The easiest starting point: let OpenRouter decide. If you set up OpenClaw fresh with OpenRouter, the setup wizard defaults to openrouter/auto. The OpenRouter auto-router selects the model per request on your behalf - no per-agent configuration needed. You can still override with a specific model for any agent when you need predictable performance or cost.

If you prefer to pick manually, a few models I have used for lower-cost slots:

  • StepFun - free (confirm before committing - free tiers can change), fast, and holds up well for orchestration and general tasks in my experience so far; a pleasant surprise I found while reviewing popular tool-capable models on OpenRouter
  • Gemini Flash-Lite, GPT-mini, Gemini Flash - solid smaller frontier options
  • Haiku (Anthropic) - good balance of cost and capability
  • DeepSeek V3 - cheap, but I found response latency noticeably high in practice; your mileage may vary

OpenRouter maintains a curated list of models vetted for tool-calling use cases - a good starting point for picking a model for your orchestration layer.

One caveat before you commit: some cheaper models lack image and media support. Confirm your requirements against current OpenClaw docs before locking in a model.

Fix 2 - Tame the Heartbeat

You have two options.

Option A: Keep heartbeat, reduce what it costs

If you still want heartbeat running, three levers reduce what each cycle costs. Apply any or all of them.

Reduce frequency

The default is every 30 minutes. You can dial that back without turning it off entirely:

openclaw config set agents.defaults.heartbeat.every "2h"

That cuts the frequency to once every two hours.

Use a cheaper model

You can assign a lighter model specifically to heartbeat without changing your main agent model:

openclaw config set agents.defaults.heartbeat.model "anthropic/claude-haiku-3-5"

A Haiku-class model handles keep-alive checks fine - no need to send those through Sonnet.

Run heartbeat in an isolated session

By default, each heartbeat carries your full conversation context. With isolatedSession, it starts fresh each time, dropping the payload dramatically:

openclaw config set agents.defaults.heartbeat.isolatedSession true

All three levers stack. Combine them for the biggest reduction short of disabling heartbeat entirely.

Option B: Disable heartbeat (what I did)

This is the path I took. I turned off heartbeat entirely:

openclaw config set agents.defaults.heartbeat.every "0m"

Then replaced it with cron jobs - each scoped to a specific task, running in isolation with no context carryover. Also set isolation for cron so each scheduled run stays cheap:

openclaw config set agents.defaults.cron.isolatedSession true

Cron vs. heartbeat tradeoff: Heartbeat batches multiple checks into one turn; cron runs each task in isolation. One heartbeat can be cheaper than five isolated cron jobs for routine monitoring - but cron is cleaner for discrete scheduled tasks with no shared state. Worth reading the official comparison before deciding.

What It Should Cost

There are two separate cost buckets worth keeping distinct.
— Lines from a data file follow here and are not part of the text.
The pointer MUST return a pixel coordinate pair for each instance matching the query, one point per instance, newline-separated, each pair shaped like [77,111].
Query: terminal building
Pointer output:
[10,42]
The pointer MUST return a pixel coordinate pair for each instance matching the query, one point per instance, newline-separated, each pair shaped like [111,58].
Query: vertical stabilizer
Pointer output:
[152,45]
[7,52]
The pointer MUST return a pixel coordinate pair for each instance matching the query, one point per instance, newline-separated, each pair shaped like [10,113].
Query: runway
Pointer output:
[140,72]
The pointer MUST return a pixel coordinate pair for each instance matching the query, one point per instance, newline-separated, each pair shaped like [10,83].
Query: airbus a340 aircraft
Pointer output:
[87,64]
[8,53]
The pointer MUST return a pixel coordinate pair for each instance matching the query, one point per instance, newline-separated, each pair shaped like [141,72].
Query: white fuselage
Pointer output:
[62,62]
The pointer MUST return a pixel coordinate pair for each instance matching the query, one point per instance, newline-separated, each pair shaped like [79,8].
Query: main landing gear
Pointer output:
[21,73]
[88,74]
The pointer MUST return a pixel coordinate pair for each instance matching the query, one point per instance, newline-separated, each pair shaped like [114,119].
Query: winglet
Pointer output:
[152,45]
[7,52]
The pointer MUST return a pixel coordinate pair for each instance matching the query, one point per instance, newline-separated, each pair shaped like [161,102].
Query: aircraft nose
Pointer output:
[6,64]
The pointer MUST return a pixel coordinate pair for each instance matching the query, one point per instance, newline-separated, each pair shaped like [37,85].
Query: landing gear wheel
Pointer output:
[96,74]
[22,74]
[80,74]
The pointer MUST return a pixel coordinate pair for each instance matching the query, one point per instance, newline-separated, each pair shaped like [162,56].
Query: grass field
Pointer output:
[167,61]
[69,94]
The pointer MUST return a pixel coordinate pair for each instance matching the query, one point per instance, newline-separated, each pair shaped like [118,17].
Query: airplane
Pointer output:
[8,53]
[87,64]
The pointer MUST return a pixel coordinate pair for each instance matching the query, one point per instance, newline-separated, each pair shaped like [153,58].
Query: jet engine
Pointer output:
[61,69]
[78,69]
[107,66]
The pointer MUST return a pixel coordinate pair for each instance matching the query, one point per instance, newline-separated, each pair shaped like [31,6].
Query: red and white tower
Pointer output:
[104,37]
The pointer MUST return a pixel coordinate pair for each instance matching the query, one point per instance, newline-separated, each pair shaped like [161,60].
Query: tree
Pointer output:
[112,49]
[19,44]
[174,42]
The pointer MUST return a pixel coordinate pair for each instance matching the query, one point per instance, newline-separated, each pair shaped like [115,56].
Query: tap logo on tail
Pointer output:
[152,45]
LLM API costs - what this post covers. The exact savings depend on which model you choose and your usage pattern, but the combination of heartbeat isolation and model tiering consistently brings costs to a fraction of the default.

Hosting costs - a separate line item. I run OpenClaw on Hetzner for about $12/month. If you have a dedicated local machine that can run always-on, that unlocks another option: open-weight models via Ollama or similar, which can drive LLM API spend to near zero for many workloads. The tradeoff is hardware requirements and setup complexity.


Start with your models: convert to multi-agent routing, point everything through OpenRouter, and assign each agent a model that fits what it actually does. Then tame the heartbeat - either disable it and replace with cron, or reduce the frequency. Matching each type of work to the right model and keeping background calls lean will bring your bill down considerably.